A city spokeswoman said an investigation was opened after the officers met with the director of the Anchorage Office of Equal Opportunity on Thursday to discuss their concerns.

A spokeswoman for acting police Chief Steve Smith, who has been in charge only a few weeks, said Smith had not yet heard about the complaints.

But the Rev. William Greene, chairman of the Anchorage Community Police Relations Task Force and former president of the local NAACP, said most of the officers in the unit have talked to him about their concerns.

"That's one of the most diverse units in APD, and they have done everything that they possibly could to discredit that unit," Greene said. "These officers are not being treated equally. They are being treated like second-class citizens. ... I think disbanding is a form of intimidation."

Greene said police officials, whom he declined to name, have repeatedly threatened to shut the unit down because of underperformance, though many of the officers have been officially recognized for their work.

Police spokeswoman Anita Shell told the Anchorage Daily News that Smith "says if there's a grievance out there, we're going to let it take its course and review it."

Smith has said that disbanding the unit by the end of the month will avoid duplicating efforts by federal agents with the U.S. Drug Enforcement Administration.

The DEA targets high-level drug operations and investigations can take months, sometimes years, to complete.

None of the roughly eight people in the unit is being laid off, just redeployed, police Lt.
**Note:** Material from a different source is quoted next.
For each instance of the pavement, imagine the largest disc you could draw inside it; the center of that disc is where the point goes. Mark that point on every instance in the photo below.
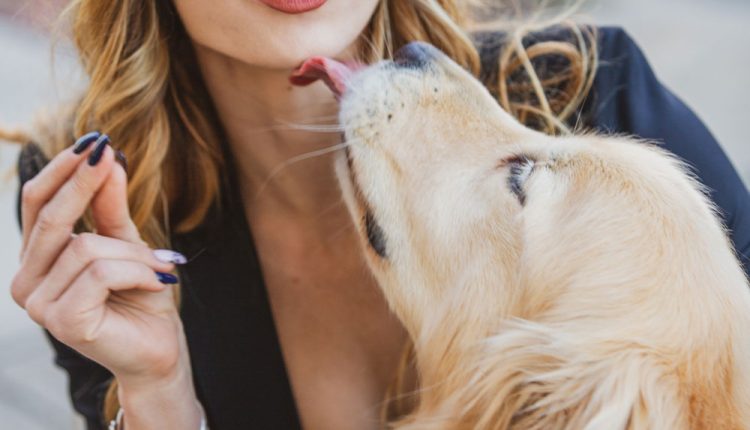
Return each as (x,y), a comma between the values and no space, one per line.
(698,48)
Dave Parker said.

Three of them will continue working with the DEA. The others will be put into other units, including vice, which investigates street-level drug, gambling and prostitution crimes.

"They've been considering it for quite a while," Parker said. "It seems that to have two organizations mainly going after the high-level dope in town is not as effective for dealing with drugs in the neighborhoods as is having a group that very actively pursues crack houses and things like that."